奶娘將她接過來小心翼翼抱在懷中拍著後背。

隨著時間的推移這沈安倒是長大了,就是體弱多病時不時要病上一陣子,從沈顏改名為沈安,寓意她能平平安安度過一生,這沈安小時候倒是挺能調皮搗蛋,長大了這性子才收斂了些,至於尚京城中的傳聞說她性子溫柔,那都是哥哥們怕她嫁不出去給她博了一個好名聲罷了。

白問仙看到這裏才將這事情的原委都看清了,但是沈安這天生少了一魄,又是怎麽回事?

畫麵一轉天地皆變,眨眼之間便到了她入夢之時,她變成了傀儡站在城牆下麵,白問仙這才恍然大悟,為何他們後來在現世中相遇變得心有靈犀一般,原來都是因為他們在夢境中所經曆的事情。

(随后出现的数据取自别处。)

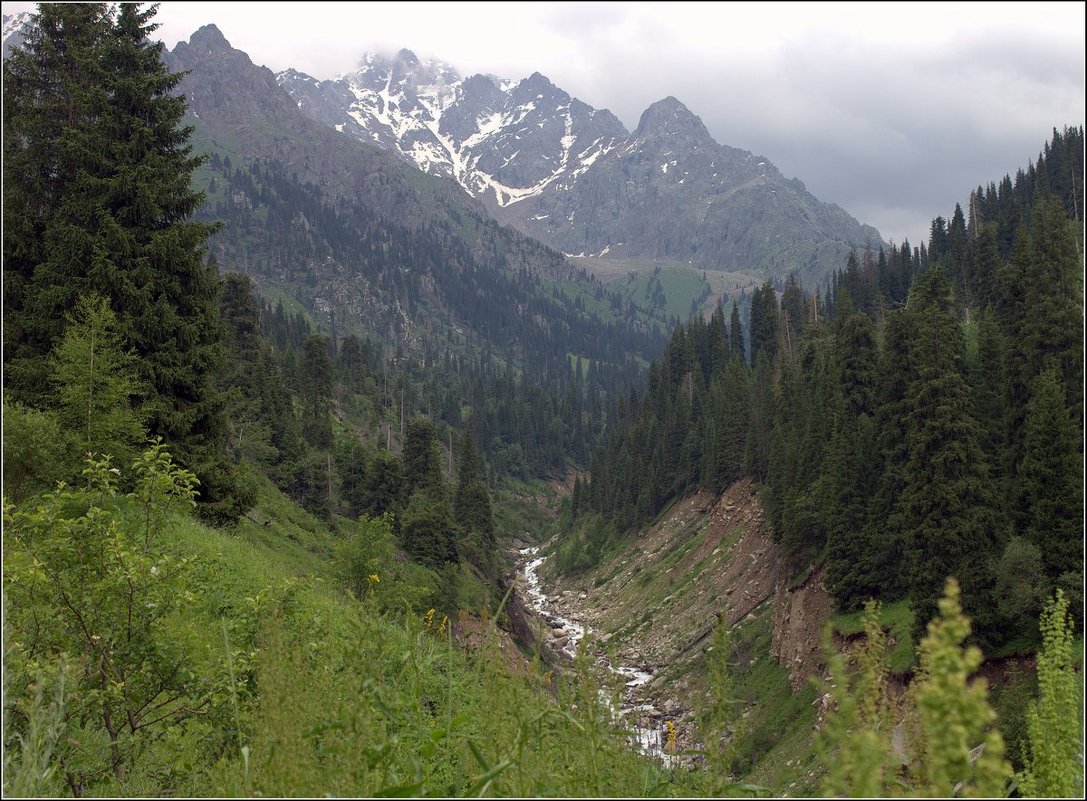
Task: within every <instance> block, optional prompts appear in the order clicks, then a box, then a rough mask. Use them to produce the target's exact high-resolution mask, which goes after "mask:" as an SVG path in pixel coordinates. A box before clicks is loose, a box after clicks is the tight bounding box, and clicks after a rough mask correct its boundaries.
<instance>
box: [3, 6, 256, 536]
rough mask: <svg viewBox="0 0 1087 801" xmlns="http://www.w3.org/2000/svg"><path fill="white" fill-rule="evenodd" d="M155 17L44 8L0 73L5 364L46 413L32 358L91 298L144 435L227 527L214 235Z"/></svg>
mask: <svg viewBox="0 0 1087 801" xmlns="http://www.w3.org/2000/svg"><path fill="white" fill-rule="evenodd" d="M154 13H155V7H150V8H148V9H141V8H140V7H139V5H137V4H123V5H122V7H121V8H120V10H117V11H116V17H115V18H114V16H113V12H112V10H111V9H108V8H107V7H103V5H98V4H95V5H86V7H85V5H83V4H72V5H67V4H65V5H62V7H57V5H51V4H42V5H41V7H40V10H39V13H38V14H36V15H35V16H34V18H33V21H32V33H30V35H29V37H28V41H29V42H30V47H29V48H27V49H25V50H24V51H23V52H18V53H16V54H15V55H13V58H12V63H11V65H10V66H7V65H5V79H4V116H5V118H4V155H5V161H4V185H5V188H4V195H5V197H4V200H5V202H4V223H5V235H4V272H5V285H7V284H8V283H9V281H8V278H9V275H10V277H11V286H12V296H13V297H12V302H11V305H10V311H11V312H12V321H13V330H11V331H8V333H7V334H10V335H11V340H10V342H5V346H8V348H7V351H5V354H4V358H5V361H7V362H8V366H9V367H10V373H11V378H10V381H11V387H12V389H13V390H14V391H15V393H16V395H17V396H18V397H20V398H22V399H24V400H26V401H27V402H30V403H38V404H40V403H42V401H43V393H42V389H43V385H42V383H41V368H40V361H39V360H40V358H41V356H42V355H43V354H45V353H46V352H48V351H49V350H50V349H51V348H52V345H53V343H54V342H55V341H57V340H58V338H59V337H60V335H61V330H62V321H63V318H64V314H65V313H66V312H68V311H70V310H72V309H73V308H74V305H75V303H76V302H77V300H78V298H80V297H83V296H85V295H88V293H90V292H97V293H99V295H101V296H102V297H104V298H107V299H108V301H109V303H110V306H111V308H112V309H113V311H114V314H115V315H116V323H117V333H118V335H120V337H121V340H122V343H123V346H124V347H125V348H130V349H132V350H133V351H134V352H135V353H136V355H137V356H138V358H139V366H140V373H141V375H140V378H141V379H142V380H143V383H145V384H146V385H147V386H148V387H149V393H148V396H147V398H146V400H145V401H143V404H142V409H141V413H142V414H145V415H146V418H147V422H148V427H149V429H150V431H151V433H152V434H155V435H159V436H161V437H163V438H164V439H165V440H166V441H167V442H170V443H171V446H172V449H173V451H174V453H175V456H176V458H177V461H178V462H179V463H180V464H183V465H184V466H185V467H187V468H189V470H192V471H193V472H195V473H196V474H197V476H198V477H199V480H200V500H201V502H202V508H201V510H202V512H203V513H204V514H205V516H208V517H210V518H211V520H213V521H216V522H224V521H227V520H233V518H235V517H237V515H239V514H240V513H241V511H242V508H243V505H245V499H242V498H241V497H240V495H239V489H238V485H237V474H236V471H235V470H234V467H233V466H232V465H229V464H228V463H227V461H226V458H225V447H224V446H225V417H224V413H223V402H222V399H221V397H220V393H218V392H217V391H216V390H215V389H214V387H213V386H212V385H211V375H212V373H213V371H214V370H215V367H216V365H217V364H218V362H220V361H221V359H222V345H221V342H220V328H218V324H217V310H216V276H215V271H214V268H213V267H212V266H211V265H209V264H208V262H207V260H205V241H207V239H208V237H209V236H210V235H211V234H212V233H213V231H214V230H215V226H213V225H209V224H205V223H197V222H192V221H191V216H192V214H193V212H195V211H196V210H197V209H198V208H199V205H200V204H201V203H202V202H203V199H204V196H203V193H202V192H198V191H195V190H193V189H192V187H191V179H192V173H193V171H195V170H196V168H197V166H198V165H199V164H200V162H201V158H199V157H193V155H192V153H191V146H190V145H189V143H188V142H189V137H190V135H191V133H192V128H191V127H190V126H182V124H180V123H182V120H183V116H184V114H185V108H186V104H185V99H184V98H183V97H179V96H177V95H176V93H175V90H176V88H177V85H178V83H179V80H180V78H182V76H180V75H178V74H174V73H171V72H170V71H168V70H166V67H165V65H164V64H163V62H162V58H161V55H162V48H163V46H162V43H161V42H158V41H153V40H152V39H151V38H150V35H151V34H152V33H153V32H154V30H155V28H157V27H158V25H157V24H154V23H152V22H151V17H152V16H153V15H154ZM9 78H10V79H9ZM9 126H10V127H9ZM9 183H10V184H11V187H10V191H9ZM39 191H40V195H39V193H38V192H39ZM9 199H11V200H12V203H11V208H10V209H9V203H8V201H9ZM16 217H20V218H18V220H16ZM22 217H25V218H22ZM9 220H11V221H12V222H13V225H12V234H13V236H12V237H9V236H8V231H7V227H8V222H9ZM9 256H11V264H10V265H9ZM8 311H9V306H5V316H7V313H8ZM7 338H8V337H7V336H5V339H7ZM5 374H7V371H5Z"/></svg>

沈安在山崖之下死的時候,被熏兒剝離魂魄的時候還活著,那魂魄雖在這天地間沉浮,但時間一,久待魂魄攢夠了一定的力量便會尋找自己的其他的魂魄重新聚在一起,那魂魄未除去記憶,便帶沈安入了夢中,同洛霄喻經曆了另一番的奇遇。

白問仙將自己的鏡子召出,催動法力回到了現世中,他依舊站在河岸邊,師傅釣魚用的魚竿還留在原地,隻不過現在的天色卻已傍晚,看來他離開現世也並未多久。

他掐指一算高聲道:“哎呀呀!待天時地利人和,這沈安還有救還有救!”他急匆匆趕往南齊,希望沈安的屍身還腐壞。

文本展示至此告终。